3

In Imgur, you can input an image URL and a few seconds later, there's a thumbnail of the image. Or in Bing Search, you can (or used to) be able to view a thumbnail of the website in the search results before visiting it.

I would love to implement something similar for my website, but I can't wrap my head around on how it is done. Moreover, are there not security concerns? I'd imagine the servers have to at least download the website, render it and take a screenshot. What if it's a malicious website, and you download something malicious on your server?

dyip1
  • 247
  • 1
  • 3
  • 7
  • I found this: http://url2png.com/ by googling 'website screenshot api' – gerrytan Sep 18 '13 at 23:13
  • It think it has been answered before at http://stackoverflow.com/questions/757675/website-screenshots-using-php – Source Sep 18 '13 at 23:19
  • Reddit just picks an [seemingly random] image from the linked page and then resizes and crops it. Imgur has the image so it's just resized. Bing/Google providing a rendered screen of the page itself is super-complex and your best bet is likely the API that @gerrytan linked. – Sammitch Sep 18 '13 at 23:19
  • @gerrytan, thanks for the link but I would like to implement this as my own service to reduce latency from calling an external API if possible (and its an opportunity to learn more!). – dyip1 Sep 18 '13 at 23:20
  • You're basically going to have to implement a DOM rendering engine [[like Gecko](http://en.wikipedia.org/wiki/Gecko_%28layout_engine%29)] and probably a javascript engine as well to get proper renders of modern sites. To say nothing of what happens when there's embedded flash. – Sammitch Sep 18 '13 at 23:27
  • @gerrytan, ha! Checkout the "bored" link at the bottom of your recommended site `:=)` – halfer Sep 20 '13 at 19:02

2 Answers2

2

A headless Web browser engine like PhantomJS can be used for this. See example on their wiki. Yes, it would be prudent to run this in some sort of a sandbox, feeding a queue of URLs into it, then taking the generated thumbnails from the file system.

Vasiliy Faronov
  • 11,840
  • 2
  • 38
  • 49
0

While I don't know the internal workings of any of the aforementioned services, I'd guess that they download/create a local copy of the images and generate a thumbnail from that.

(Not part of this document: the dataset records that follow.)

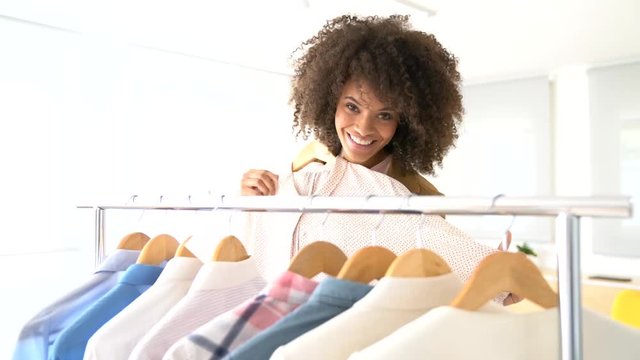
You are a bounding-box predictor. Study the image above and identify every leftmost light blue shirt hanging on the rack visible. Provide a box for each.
[13,250,140,360]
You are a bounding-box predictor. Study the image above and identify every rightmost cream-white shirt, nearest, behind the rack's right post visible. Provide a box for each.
[349,306,640,360]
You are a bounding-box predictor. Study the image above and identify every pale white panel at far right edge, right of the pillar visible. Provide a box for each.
[588,63,640,257]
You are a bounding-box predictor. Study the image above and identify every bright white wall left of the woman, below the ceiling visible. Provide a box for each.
[0,17,297,359]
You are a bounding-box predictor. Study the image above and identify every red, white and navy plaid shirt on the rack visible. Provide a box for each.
[163,271,318,360]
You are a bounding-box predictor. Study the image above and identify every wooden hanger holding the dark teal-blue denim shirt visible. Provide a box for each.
[338,246,396,284]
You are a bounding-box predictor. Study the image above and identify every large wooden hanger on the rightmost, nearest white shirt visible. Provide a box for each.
[451,251,558,310]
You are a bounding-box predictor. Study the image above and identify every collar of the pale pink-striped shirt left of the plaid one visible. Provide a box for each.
[189,257,260,291]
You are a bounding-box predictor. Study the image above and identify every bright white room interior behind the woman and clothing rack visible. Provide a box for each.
[0,0,640,359]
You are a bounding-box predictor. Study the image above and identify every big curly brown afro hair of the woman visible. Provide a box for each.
[290,15,464,174]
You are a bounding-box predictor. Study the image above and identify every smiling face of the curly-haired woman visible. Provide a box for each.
[335,80,399,168]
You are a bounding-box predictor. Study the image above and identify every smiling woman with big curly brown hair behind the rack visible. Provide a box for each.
[241,16,463,195]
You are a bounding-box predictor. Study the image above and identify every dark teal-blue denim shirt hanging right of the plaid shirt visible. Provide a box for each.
[224,278,372,360]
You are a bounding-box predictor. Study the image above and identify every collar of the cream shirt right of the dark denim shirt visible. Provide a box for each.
[354,273,462,310]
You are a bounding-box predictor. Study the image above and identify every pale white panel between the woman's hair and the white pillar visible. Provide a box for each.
[432,76,553,246]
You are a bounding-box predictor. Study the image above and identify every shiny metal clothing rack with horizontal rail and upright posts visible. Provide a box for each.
[79,195,632,360]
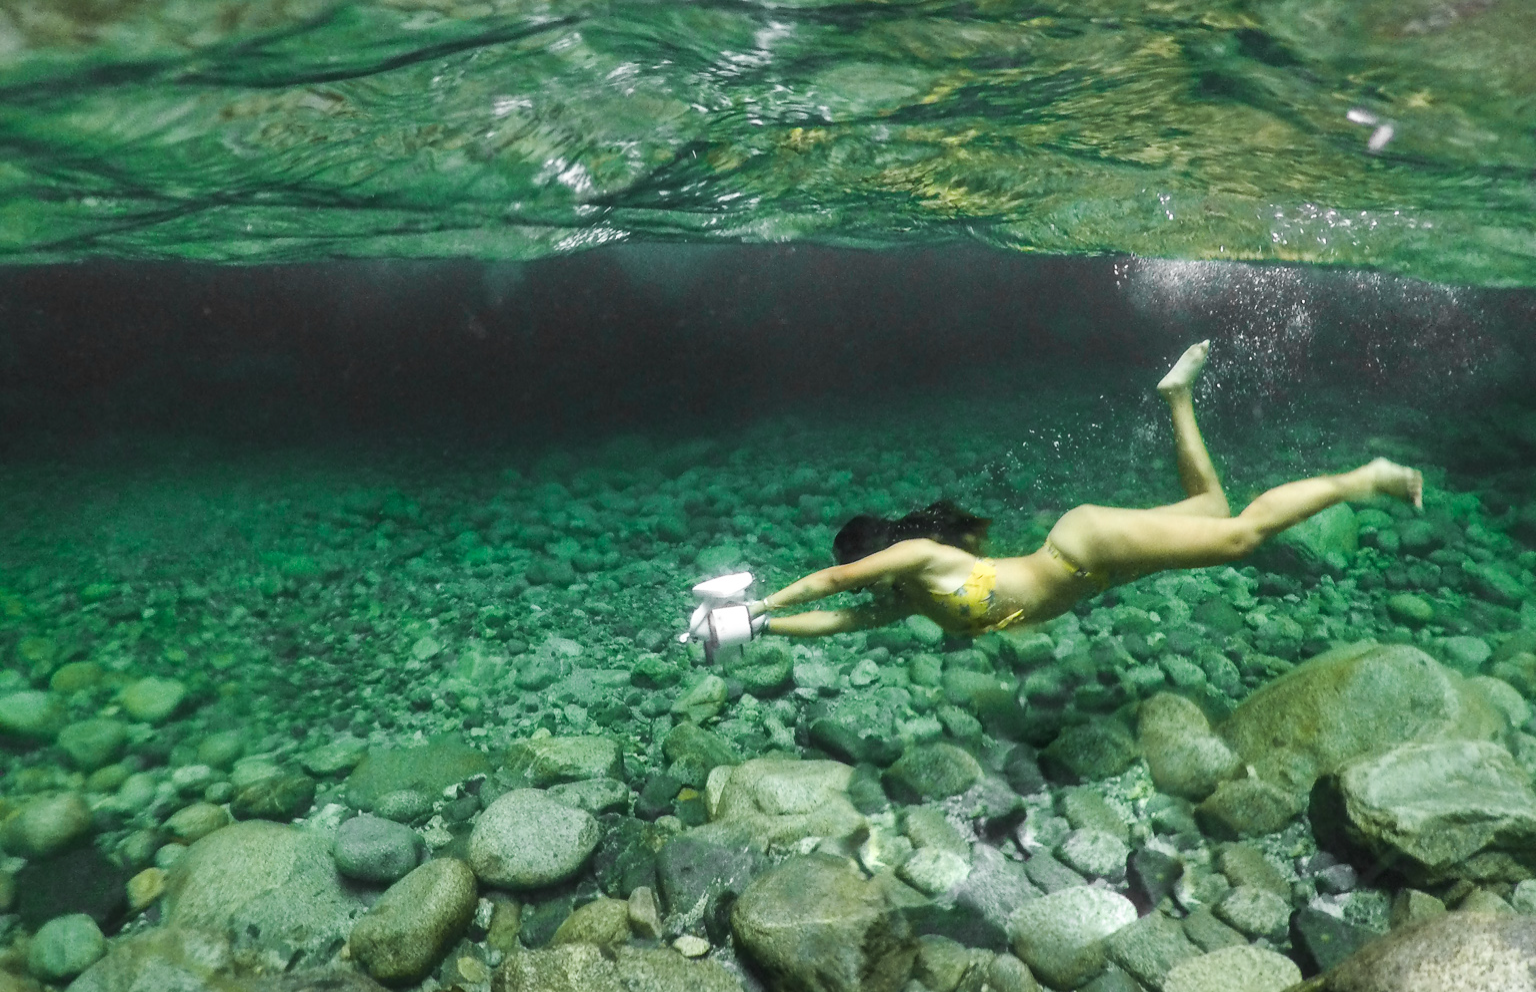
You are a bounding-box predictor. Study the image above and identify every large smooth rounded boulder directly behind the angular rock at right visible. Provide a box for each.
[1217,642,1507,795]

Imgur, as an image hosting service, definitely needs a copy of the image prior to being able to generate thumbnails or anything else from it. The image may be stored locally or just in memory, but either way, it must be downloaded.

The search engines displaying screenshots of the sites likely have services that periodically take a screenshot of the viewable area when the content is getting indexed, and then serve those screenshots (or derivatives) along with the search results. Taking a screenshot really isn't dangerous, so there's nothing to worry about there, and whatever tools are used to load/parse/index the websites will obviously be written with security considerations in mind.

Of course, there are security concerns about the data you're downloading, too; the images can easily contain executable code (such as PHP) in their EXIF data, so you need to be careful about what you do with the images and how.